The woman who gives birth can damage the biology of the child she's carrying by drinking or drugs or stress but she's' not otherwise going to alter the biology of the person she delivers. The best she can do is no harm.
So the person she delivers is not actually related to her. The pregnancy is a novelty which is usually for the carrier's enjoyment - that is someone else could have carried the pregnancy or their own mother could have carried the pregnancy and the results (barring damage during pregnancy) would be the same. The resulting person is the offspring of the woman who reproduced. The person delivered is the biological child of the woman whose cell biology reproduced her relatives are their relatives.

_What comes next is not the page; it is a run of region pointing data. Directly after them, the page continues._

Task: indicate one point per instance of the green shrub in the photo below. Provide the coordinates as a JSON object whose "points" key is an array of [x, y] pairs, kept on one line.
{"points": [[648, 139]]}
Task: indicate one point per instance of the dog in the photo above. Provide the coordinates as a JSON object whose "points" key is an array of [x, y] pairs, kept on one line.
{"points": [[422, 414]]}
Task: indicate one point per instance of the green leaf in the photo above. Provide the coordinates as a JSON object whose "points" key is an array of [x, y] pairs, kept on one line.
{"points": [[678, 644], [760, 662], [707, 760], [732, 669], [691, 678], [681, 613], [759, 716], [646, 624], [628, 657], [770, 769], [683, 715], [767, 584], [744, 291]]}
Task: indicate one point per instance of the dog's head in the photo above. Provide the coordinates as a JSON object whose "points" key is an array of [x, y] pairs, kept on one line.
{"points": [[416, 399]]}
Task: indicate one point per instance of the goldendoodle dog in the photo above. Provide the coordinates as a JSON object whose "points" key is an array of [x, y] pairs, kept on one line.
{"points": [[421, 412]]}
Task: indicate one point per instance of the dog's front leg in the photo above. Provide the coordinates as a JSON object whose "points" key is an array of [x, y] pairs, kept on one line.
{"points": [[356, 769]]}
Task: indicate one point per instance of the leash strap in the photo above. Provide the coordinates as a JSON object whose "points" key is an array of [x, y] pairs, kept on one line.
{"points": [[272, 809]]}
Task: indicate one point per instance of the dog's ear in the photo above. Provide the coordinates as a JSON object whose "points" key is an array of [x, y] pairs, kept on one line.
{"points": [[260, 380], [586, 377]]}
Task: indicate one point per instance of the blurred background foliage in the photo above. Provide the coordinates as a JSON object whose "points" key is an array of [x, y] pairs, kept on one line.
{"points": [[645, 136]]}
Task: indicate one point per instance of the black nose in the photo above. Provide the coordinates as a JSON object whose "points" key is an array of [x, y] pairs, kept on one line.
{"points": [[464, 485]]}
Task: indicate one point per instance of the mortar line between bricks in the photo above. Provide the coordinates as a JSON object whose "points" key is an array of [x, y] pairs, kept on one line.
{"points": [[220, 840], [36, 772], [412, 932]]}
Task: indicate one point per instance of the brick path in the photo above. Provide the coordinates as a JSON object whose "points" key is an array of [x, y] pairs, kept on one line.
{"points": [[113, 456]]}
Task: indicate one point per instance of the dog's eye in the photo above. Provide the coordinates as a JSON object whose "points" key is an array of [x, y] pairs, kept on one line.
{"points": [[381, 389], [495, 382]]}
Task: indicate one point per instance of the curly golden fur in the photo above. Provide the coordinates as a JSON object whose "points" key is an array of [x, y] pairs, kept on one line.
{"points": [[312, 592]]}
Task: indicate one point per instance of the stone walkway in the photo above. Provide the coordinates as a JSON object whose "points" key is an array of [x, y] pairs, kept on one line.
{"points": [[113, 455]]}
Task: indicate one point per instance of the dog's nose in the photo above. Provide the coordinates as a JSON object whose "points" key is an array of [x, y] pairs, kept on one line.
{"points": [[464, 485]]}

So I don't know if that changes your feelings at all on the matter. I think it is an outrage that people name themselves parents on birth records of people that are not their own offspring. I think it is an outrage that we exempt some people from being named parents on their own children's birth records. It falsifies their medical records, undermines medical research on birth defects and heritable disease because the CDC uses birth records as the statistical basis for research. Really it all has to stop. Of course the biological mother should be awarded custody of her own child. The woman that gave birth is not related to the child.
I mean kinship measures distance between born individuals (not necessarily living)

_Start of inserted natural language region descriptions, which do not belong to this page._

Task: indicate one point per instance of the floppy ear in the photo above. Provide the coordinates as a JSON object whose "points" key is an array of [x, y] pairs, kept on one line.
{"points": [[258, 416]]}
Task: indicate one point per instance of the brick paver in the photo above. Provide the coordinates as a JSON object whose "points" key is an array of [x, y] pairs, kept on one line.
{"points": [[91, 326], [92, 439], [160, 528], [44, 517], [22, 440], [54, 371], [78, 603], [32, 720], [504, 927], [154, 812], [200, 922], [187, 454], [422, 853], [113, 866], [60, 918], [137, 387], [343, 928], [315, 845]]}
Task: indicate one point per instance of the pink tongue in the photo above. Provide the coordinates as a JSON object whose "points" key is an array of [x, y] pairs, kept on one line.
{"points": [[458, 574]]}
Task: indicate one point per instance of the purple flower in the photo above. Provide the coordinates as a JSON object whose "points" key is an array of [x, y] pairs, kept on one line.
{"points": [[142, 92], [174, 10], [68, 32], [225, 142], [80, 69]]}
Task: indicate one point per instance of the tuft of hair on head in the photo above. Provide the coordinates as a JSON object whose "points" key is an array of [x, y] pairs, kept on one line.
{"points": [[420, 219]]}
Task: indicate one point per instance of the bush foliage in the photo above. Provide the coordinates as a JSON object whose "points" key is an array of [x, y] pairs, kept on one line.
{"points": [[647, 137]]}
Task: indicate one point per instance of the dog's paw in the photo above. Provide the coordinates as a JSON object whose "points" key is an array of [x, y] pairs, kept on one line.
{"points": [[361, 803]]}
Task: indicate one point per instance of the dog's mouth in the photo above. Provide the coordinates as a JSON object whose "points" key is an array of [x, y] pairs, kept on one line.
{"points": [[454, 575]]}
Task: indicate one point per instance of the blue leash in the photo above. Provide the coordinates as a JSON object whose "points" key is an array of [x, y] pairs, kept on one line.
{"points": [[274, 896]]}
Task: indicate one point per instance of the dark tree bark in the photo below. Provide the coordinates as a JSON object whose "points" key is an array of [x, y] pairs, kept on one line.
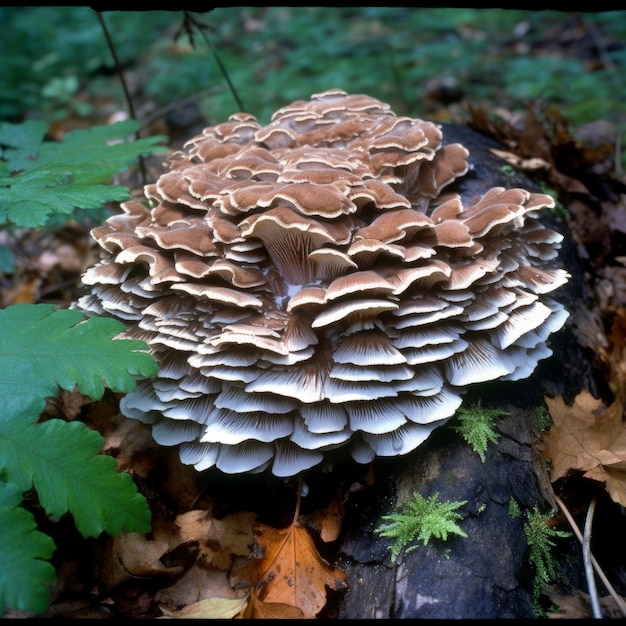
{"points": [[487, 574]]}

Your objections would also apply to adoption. Almost everyone accepts adoption.
I believe that England now has laws as you suggest, and as a result, no one wants to be an egg or sperm donor over there.
Oh absolutely adoption does also need an overhaul.
Egg and sperm recipients are not even actually recipients the way one might be the recipient of a donated lung. Despite remaining the donor's lung with the donor's dna, a transplanted lung at least operates in support of the recipients healthy respiratory function, whereas donated eggs and sperm are never actually received by the people we refer to as recipients and the donated genes never stop operating in support of the healthy reproductive function of the donor. The donated egg or sperm does not help the recipient's body reproduce itself. The donated egg reproduces the donor as if it were never donated at all. All the donor is doing is reproducing with medical assistance in order to provide people with their children to raise. It just makes abandoning their offspring as promised in their agreements an efficient unemotional endeavor.
So why would it be a bad thing if everyone was held to the same standards as being responsible for their offspring? So what if it meant fewer people were willing to abandon their offspring for others to raise? They'd just be acting responsibly with regard to family planning the way we encourage the rest of society to try and avoid having children they don't want to raise. I think it would be fantastic if fewer people were willing to have offspring they were not planning to raise themselves. It's responsible reproductive behavior. Why is that a bad thing? Why do we encourage irresponsible reproductive behavior? Simply to supply people with children because they want them? We are talking about human beings here. The offspring of a gamete donor is just as human as any other child abandoned by a bio parent. Making the arrangements all before hand before they are born does not change the ultimate bottom line which is their bio parent is not raising them and if commerce or altruism is the reason for it then we have an ethical human rights issue on our hands.